The new research study from Accenture plc, based on a survey of more than 4,700 enterprise security practitioners globally, found that 55% of large companies are not effectively stopping cyberattacks. The study explores the extent to which organizations prioritize security, the effectiveness of current security efforts and how their security investments are performing.
Some 81% of respondents said that they believe that “staying ahead of attackers is a constant battle and the cost is unsustainable” — an increase from 69% in last year’s survey. In a mixed bag of results, 82% of survey respondents said that their companies had increased cybersecurity spending this past year, but at the same time, the number of successful breaches, including unauthorized access to data, applications, services, networks, or devices, jumped 31% over the previous year, to 270 per company on average.
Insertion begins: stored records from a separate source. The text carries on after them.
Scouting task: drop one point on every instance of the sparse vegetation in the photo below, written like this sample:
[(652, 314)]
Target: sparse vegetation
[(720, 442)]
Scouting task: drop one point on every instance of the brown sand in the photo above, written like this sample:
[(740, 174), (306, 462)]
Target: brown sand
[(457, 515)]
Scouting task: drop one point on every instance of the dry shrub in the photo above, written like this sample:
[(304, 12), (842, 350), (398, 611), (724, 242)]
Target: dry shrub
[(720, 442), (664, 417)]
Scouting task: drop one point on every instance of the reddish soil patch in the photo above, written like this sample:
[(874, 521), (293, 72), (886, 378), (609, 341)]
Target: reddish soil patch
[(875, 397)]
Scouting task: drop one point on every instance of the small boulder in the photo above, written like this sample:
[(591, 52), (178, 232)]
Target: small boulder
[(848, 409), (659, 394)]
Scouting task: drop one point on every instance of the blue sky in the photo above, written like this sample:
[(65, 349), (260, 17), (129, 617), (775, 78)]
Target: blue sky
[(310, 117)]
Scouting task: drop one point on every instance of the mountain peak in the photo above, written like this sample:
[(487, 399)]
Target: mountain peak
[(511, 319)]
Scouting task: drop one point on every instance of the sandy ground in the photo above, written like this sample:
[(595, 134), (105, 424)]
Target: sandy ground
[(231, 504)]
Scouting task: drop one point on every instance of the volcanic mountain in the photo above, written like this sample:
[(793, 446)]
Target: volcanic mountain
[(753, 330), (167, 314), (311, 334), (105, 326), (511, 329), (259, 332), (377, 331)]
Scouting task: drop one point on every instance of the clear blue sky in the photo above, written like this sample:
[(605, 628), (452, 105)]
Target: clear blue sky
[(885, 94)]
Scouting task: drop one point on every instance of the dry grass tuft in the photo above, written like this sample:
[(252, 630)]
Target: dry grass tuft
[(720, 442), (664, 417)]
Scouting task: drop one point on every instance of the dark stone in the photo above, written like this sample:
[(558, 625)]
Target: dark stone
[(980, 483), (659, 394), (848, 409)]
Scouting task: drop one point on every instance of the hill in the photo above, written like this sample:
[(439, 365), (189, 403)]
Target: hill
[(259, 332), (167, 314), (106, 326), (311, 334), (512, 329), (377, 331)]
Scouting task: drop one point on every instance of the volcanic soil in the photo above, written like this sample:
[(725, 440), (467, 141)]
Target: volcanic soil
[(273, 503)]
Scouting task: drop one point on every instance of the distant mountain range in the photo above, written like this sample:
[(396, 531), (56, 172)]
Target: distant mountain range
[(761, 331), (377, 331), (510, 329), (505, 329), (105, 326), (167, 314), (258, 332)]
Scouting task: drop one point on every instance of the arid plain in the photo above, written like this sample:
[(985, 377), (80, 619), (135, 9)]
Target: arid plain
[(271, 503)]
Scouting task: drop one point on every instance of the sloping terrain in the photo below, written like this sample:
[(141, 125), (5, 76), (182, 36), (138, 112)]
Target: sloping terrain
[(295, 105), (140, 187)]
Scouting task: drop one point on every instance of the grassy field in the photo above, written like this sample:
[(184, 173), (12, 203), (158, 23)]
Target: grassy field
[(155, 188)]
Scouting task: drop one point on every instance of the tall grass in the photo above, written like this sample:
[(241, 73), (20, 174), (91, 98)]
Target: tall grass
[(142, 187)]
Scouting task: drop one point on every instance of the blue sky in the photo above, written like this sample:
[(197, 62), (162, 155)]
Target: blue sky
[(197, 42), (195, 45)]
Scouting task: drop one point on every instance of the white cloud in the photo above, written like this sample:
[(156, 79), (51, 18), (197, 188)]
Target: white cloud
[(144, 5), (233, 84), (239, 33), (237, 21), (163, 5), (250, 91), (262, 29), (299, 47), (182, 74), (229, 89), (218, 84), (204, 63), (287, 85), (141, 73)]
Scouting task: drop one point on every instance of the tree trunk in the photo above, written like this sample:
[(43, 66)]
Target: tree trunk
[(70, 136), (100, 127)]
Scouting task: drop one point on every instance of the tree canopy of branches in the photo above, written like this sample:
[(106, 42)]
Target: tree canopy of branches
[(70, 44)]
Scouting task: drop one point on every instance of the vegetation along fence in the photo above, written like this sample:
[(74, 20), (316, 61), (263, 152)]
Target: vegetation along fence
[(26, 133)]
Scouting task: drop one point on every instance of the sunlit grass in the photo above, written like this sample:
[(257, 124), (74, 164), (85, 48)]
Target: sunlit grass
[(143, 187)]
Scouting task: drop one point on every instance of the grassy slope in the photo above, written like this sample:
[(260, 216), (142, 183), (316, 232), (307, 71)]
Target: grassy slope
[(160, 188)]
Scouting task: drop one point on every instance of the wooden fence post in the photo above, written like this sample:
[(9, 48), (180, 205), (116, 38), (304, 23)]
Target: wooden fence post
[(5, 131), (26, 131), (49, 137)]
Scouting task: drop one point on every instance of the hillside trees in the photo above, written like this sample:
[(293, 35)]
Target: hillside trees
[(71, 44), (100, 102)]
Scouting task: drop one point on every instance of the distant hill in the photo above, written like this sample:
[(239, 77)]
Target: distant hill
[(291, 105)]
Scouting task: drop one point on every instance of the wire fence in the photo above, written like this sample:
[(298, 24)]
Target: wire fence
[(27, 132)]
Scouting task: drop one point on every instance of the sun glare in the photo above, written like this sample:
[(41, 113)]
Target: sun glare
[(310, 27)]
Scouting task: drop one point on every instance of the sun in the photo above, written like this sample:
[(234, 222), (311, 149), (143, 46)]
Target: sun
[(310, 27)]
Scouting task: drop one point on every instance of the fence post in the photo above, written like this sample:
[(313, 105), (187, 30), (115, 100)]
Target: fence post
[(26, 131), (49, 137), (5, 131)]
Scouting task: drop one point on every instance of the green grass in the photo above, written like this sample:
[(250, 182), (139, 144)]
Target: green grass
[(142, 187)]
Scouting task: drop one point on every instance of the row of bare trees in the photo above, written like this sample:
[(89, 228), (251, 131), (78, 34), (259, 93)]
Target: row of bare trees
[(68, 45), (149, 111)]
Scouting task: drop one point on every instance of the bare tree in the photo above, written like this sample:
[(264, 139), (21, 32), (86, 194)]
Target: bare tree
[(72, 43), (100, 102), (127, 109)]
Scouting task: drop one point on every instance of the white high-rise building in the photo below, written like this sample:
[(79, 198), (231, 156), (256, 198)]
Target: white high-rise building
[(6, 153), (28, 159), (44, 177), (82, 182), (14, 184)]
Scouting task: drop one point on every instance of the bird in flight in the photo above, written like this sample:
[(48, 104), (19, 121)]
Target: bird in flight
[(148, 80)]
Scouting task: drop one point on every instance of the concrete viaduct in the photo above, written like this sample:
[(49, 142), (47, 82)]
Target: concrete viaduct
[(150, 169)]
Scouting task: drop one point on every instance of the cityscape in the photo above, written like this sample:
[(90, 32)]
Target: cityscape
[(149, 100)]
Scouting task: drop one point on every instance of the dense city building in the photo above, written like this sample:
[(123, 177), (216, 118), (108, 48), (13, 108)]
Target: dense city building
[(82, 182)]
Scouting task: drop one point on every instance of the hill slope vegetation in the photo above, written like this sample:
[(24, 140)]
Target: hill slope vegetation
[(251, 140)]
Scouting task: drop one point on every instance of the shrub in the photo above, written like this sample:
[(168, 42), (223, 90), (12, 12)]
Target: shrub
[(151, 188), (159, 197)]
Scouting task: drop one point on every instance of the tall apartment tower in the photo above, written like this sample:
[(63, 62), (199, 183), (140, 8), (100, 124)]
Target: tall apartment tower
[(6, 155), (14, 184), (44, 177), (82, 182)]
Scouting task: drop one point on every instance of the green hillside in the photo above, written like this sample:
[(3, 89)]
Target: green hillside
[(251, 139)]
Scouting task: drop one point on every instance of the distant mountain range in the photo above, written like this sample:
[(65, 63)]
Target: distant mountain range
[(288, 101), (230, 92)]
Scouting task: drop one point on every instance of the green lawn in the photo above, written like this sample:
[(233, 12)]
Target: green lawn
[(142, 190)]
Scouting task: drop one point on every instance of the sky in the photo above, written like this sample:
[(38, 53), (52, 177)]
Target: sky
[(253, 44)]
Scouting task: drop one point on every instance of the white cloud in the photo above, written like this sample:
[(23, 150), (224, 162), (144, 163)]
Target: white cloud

Despite 67% of organizations believing that their ecosystem is secure, indirect attacks accounted for 61% of all cyberattacks this past year, up from 44% the prior year.
It wasn’t all doom and gloom. The research identified a small group of companies that excel at cybersecurity resilience and align with the business strategy to achieve better business outcomes and return on cybersecurity investments. Compared with other organizations, these so-called “cyber champions” are far more likely to balance cybersecurity and business objectives.
Other signs of cyber champions include a close relationship between cybersecurity and C-suite execs with a focus on protecting their organization from the loss of data. In this scenario, security is also baked into cloud initiatives and cybersecurity resilience is reviewed at least on an annual basis.
“Our analysis reveals that organizations too often focus solely on business outcomes at the expense of cybersecurity, creating greater risk,” Kelly Bissell, the head of Accenture Security, said in a statement. “While getting the balance right isn’t easy, those who have a clear view of the threat landscape and a strong alignment on business priorities and outcomes achieve greater levels of cyber resilience.”
Jacky Fox, group technology officer at Accenture Security, noted that spending more on cybersecurity without the focus being closely aligned to the business does not make a business safer.
“When it comes to managing cyber risks, organizations can’t afford to lean one way or the other,” Fox explained. “To achieve sustained and measurable cyber resilience, chief information security officers need to move away from security-focused silos so they can collaborate with the right executives in their organization to gain a 360-degree view of the business risks and priorities.”